Like many testimonies, mine starts off in a loving Christian home. I was surrounded by people who loved God, put him first and taught me about him and the amazing things he had done for me. I didn’t really mind my life being church-oriented, I liked having a second family, and somewhere else to play, but as a child that was all church really meant to me.
At the midweek clubs, like Tuesday special, I was so focused on winning the games, I wouldn’t pay much attention to the talks, and this didn’t really change much as I grew up. I would call myself a Christian but I was always unsure whether I truly was. I felt like I let God down too much, too often for him to hold a place for my name in his book of life.
God had given me so much to be thankful for, I had done nothing to deserve it; I would be easily distracted, replacing my bible study with scrolling through Facebook, only taking time out for God when I needed him.
God had sent his one and only son into this world to die on the cross for everyone, including myself, so that those who believe could have eternal life, and how did I say thank you? I put myself first before him; everything was about me, and my way, not God’s way.
I would feel guilty for leaving God out of the picture, so every once in a while I would pray to him asking him to forgive me, telling myself I would try harder, but like the Israelites in the Old Testament, I would soon be back to my old sinful ways.
But this one night, instead of checking social media, I picked up a book I had bought at the Pioneer Christian Camp; I had not even opened the cover since bringing it home.
I was expecting it to be like all the other bible study books which I had started but soon lost interest in. This was not like the others; it had real passages from the bible, with sections of information about characters and places, making the bible feel like one continuous story right from start to finish. It was captivating and I didn’t want to put it down.
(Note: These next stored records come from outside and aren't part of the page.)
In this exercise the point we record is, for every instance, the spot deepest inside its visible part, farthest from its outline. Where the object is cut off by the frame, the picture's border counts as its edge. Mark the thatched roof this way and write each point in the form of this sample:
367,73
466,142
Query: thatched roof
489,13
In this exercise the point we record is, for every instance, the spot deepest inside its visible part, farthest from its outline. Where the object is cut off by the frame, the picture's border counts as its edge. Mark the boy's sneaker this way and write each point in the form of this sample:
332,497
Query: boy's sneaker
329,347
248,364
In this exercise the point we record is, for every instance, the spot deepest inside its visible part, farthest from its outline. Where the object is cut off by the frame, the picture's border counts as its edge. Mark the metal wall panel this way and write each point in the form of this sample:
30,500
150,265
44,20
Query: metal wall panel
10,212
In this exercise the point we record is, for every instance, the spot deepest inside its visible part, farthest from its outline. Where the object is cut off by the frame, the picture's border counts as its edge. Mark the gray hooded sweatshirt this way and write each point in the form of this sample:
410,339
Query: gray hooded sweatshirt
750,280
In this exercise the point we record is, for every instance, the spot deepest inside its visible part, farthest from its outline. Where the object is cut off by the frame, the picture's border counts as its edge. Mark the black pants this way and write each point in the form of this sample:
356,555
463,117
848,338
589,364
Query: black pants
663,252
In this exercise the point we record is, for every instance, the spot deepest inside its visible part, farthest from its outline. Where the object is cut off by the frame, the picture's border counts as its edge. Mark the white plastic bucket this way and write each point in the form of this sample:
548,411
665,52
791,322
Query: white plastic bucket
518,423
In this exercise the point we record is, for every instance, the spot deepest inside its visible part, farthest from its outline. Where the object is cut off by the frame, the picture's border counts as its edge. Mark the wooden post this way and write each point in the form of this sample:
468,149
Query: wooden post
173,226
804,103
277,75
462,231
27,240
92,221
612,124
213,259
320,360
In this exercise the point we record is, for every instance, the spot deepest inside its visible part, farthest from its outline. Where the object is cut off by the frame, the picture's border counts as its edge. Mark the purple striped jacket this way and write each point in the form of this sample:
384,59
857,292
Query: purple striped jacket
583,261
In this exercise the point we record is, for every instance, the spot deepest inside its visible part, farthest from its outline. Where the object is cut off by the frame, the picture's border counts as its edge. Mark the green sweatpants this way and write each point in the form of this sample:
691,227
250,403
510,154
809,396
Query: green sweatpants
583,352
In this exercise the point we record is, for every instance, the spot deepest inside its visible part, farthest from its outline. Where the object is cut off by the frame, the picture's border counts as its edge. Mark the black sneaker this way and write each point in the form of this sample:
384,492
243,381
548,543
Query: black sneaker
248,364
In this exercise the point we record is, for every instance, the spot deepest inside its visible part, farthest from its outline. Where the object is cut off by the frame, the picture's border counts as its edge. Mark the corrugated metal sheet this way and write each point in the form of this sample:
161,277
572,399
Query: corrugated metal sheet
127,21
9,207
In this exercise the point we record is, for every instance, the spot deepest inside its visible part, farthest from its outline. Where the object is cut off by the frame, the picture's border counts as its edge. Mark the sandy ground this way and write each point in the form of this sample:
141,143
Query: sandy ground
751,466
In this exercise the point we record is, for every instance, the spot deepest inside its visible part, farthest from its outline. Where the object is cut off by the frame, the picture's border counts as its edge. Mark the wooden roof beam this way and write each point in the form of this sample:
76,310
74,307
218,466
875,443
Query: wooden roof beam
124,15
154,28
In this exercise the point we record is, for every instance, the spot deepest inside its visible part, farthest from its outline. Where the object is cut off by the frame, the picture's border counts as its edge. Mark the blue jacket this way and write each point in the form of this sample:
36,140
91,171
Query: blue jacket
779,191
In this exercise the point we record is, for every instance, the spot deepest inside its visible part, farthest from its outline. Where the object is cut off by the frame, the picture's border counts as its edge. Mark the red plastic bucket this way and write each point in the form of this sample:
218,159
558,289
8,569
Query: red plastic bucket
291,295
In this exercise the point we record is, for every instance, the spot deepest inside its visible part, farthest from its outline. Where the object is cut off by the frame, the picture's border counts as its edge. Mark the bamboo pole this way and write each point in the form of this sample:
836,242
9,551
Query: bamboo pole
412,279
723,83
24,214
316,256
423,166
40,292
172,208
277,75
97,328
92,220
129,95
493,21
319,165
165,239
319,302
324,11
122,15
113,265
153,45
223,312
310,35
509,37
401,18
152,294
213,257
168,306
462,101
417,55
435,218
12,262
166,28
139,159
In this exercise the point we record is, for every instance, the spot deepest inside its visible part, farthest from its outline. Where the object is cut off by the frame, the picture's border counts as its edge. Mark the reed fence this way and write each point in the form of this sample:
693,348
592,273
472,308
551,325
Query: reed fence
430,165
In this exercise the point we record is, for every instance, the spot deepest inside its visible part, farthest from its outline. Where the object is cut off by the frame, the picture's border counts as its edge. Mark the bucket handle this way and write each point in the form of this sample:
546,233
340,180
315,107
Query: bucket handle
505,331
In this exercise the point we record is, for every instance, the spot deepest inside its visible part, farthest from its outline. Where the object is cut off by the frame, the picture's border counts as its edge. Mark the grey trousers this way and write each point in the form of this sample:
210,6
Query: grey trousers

It was while reading this book, (Called ‘The Story’, highly recommend) that for the first time did I truly understand and appreciate what God had done for me. I knew that I was leading a sinful life and that I needed to change. I was genuinely sorry for my sins, I full-heartedly believed Jesus died for me and I accepted Jesus as my saviour and King.
Since then, I have lived my life with God as the focus. I still make mistakes, sinning is still a daily problem I face but with Gods continuous love and graciousness, I can be reassured that I am one of his children.